China steel prices fell for a third session on Wednesday as the country's manufacturing sector posted its weakest growth in more than two years, even as a key steelmaking hub was reported to have issued a pollution alert requiring mills to halve output. The most active construction steel rebar contract on the Shanghai Futures Exchange for January delivery, closed down 1.2 percent at 4,127 yuan ($592.19) a tonne, after hitting a one-week low of 4,113 yuan earlier in the session.
Hot-rolled steel coil also declined, shedding as much as 2.9 percent to 3,751 yuan a tonne, the weakest since July 9, before closing down 1.6 percent at 3,802 yuan for a 1.4 percent monthly drop. Steel prices are diverging, with those for long products used in construction, such as rebar, remaining very high, whereas prices of flat steel products such as hot-rolled coil are "kind of weak because of the slowdown in manufacturing activity," said Richard Lu, an analyst at CRU in Beijing.
China's official Purchasing Managers' Index (PMI) fell to 50.2 in October, the lowest since July 2016 and down from 50.8 in September, on a sign of deepening cracks in the economy from an intensifying trade war with the United States. Meanwhile, the steelmaking hub of Handan is one of three cities in China's northern province of Hebei to have issued 'orange' pollution alerts, the state-backed Hebei Daily reported.
Handan, Xingtai and provincial capital Shijiazhuang are set to enforce emergency smog reduction measures from 6 p.m. local time (1000 GMT) on Wednesday until further notice, the newspaper reported. Ferrous prices also cut losses on concerns there could be similar action in top steel city Tangshan Under an orange alert, the second-highest warning behind red in China's four-tier system, steel mills must halve their output, while coal-fired power utilities must operate at "minimum" levels.

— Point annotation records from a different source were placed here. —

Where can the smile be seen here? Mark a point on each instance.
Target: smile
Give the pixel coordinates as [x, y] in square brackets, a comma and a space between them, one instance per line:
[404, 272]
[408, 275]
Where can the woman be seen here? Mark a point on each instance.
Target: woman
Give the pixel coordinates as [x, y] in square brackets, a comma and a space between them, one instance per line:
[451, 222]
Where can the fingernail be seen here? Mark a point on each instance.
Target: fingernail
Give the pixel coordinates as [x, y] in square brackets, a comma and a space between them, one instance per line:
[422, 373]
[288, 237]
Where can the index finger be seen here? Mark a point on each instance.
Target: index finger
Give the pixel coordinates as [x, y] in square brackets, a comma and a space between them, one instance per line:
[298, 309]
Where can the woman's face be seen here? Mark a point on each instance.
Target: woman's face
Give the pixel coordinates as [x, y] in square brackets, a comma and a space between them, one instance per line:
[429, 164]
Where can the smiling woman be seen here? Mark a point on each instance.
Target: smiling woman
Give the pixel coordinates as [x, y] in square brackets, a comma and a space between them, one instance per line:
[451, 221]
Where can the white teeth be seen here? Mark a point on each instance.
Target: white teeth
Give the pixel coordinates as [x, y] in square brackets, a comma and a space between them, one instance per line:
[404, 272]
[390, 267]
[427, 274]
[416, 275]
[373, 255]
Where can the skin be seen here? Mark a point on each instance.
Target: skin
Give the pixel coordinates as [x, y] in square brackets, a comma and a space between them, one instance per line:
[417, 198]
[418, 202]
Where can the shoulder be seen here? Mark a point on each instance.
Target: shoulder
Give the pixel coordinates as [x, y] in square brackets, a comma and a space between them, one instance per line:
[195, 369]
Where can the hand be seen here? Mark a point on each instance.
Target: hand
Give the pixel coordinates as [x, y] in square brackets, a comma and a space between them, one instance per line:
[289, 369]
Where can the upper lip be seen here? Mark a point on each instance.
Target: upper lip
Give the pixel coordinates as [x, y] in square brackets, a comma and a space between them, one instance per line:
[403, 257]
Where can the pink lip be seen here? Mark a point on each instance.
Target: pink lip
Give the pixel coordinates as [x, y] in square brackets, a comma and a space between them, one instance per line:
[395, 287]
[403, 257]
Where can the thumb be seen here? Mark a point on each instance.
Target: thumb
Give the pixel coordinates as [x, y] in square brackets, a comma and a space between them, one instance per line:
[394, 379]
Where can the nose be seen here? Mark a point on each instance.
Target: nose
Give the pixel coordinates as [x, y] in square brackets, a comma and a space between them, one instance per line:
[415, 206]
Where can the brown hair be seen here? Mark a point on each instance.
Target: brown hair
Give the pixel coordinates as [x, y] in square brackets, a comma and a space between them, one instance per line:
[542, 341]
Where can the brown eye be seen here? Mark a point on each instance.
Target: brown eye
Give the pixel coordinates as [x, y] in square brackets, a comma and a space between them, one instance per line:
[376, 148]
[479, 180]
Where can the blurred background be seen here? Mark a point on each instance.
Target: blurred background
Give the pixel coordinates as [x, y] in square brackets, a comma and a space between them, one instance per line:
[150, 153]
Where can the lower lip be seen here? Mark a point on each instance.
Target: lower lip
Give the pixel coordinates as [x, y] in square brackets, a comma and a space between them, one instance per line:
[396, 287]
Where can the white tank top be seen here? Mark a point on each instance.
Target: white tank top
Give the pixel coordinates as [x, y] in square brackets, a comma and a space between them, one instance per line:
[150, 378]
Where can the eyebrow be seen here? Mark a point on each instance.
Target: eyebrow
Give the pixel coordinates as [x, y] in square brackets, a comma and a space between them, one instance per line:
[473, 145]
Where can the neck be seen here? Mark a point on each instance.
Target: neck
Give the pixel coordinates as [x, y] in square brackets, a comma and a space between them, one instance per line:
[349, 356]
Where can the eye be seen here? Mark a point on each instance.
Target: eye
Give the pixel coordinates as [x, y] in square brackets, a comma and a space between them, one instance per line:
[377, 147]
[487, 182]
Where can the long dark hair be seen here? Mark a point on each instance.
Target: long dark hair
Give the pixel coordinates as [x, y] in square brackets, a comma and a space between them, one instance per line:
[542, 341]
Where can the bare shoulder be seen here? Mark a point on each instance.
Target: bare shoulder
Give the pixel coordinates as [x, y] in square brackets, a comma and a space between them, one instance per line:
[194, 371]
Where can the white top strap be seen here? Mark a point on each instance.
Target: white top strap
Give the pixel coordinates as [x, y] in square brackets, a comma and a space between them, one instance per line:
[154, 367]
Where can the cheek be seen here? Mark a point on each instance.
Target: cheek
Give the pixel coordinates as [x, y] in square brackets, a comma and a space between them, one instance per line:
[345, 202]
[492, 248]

Among steelmaking raw materials, iron ore futures on the Dalian Commodity Exchange closed down 0.8 percent at 533.5 yuan a tonne, notching a second day of falls after hitting a seven-month high on Monday. Iron ore gained 8.1 percent over October, its best month since November 2017, on lower shipments from miner Rio Tinto. Dalian coke futures closed down 0.4 percent on Wednesday, while coking coal lost 0.3 percent.